The acute angle A of a rectangular trapezoid ABCD is 30 degrees. The sum of the lengths of its lateral sides
The acute angle A of a rectangular trapezoid ABCD is 30 degrees. The sum of the lengths of its lateral sides is 12√3, the smaller base BC is 8 cm. Calculate: a) the area of the trapezoid. b) the distance from vertex B to the diagonal.

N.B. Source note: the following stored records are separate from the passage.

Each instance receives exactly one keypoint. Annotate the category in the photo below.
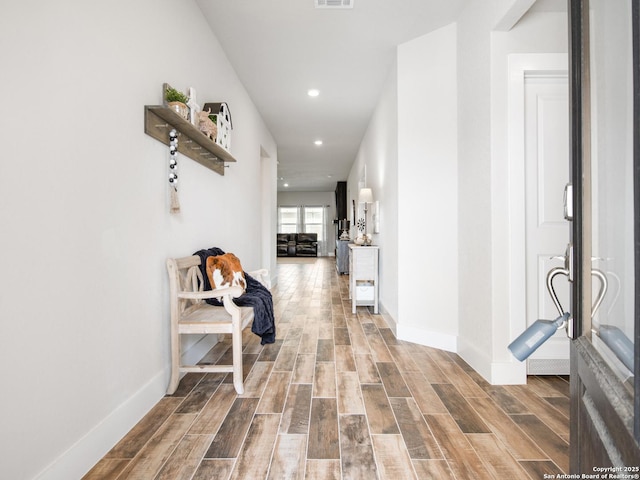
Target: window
(304, 219)
(287, 219)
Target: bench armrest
(215, 293)
(262, 275)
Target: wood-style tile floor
(338, 397)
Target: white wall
(85, 222)
(376, 164)
(428, 193)
(451, 241)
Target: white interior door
(546, 139)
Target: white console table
(363, 276)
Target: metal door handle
(604, 285)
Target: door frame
(519, 66)
(605, 416)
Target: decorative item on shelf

Let’s build the height of the CH.
CH = AB since ABCН is a rectangle.
By condition, AB + CD = 12 * √3 cm, then CH + CD = 12 * √3 cm.
The leg CH of a right-angled triangle СDН lies opposite an angle of 30, then CD = 2 * CH.
CH = 12 * √3 – CD.
CD = 2 * (12 * √3 – CD).
СD = 8 * √3 cm.
CH = 4 * √3 cm.
Then DH = CD * Cos30 = 8 * √3 * √3 / 2 = 12 cm.
AD = BC + DH = 20 cm.
Determine the area of the trapezoid
Savsd = (ВС + АD) * СН / 2 = (8 + 20) * 4 * √3 / 2 = 56 * √3 cm2.
Determine the area of the triangle ABC. Savs = AB * BC / 2 = 4 * √3 * 8/2 = 16 * √3 cm2.
AC ^ 2 = AB ^ 2 + BC ^ 2 = 48 + 64 = 112.
AC = 4 * √7 cm.
Savs = AC * ВK / 2.
ВK = 2 * Savs / AC = 2 * 16 * √3 / 4 * √7 = 8 * √ (3/7) = 8 * √21 / 7 cm.
Answer: The area of the trapezoid is 56 * √3 cm2, from point B to the diagonal 8 * √21 / 7 cm.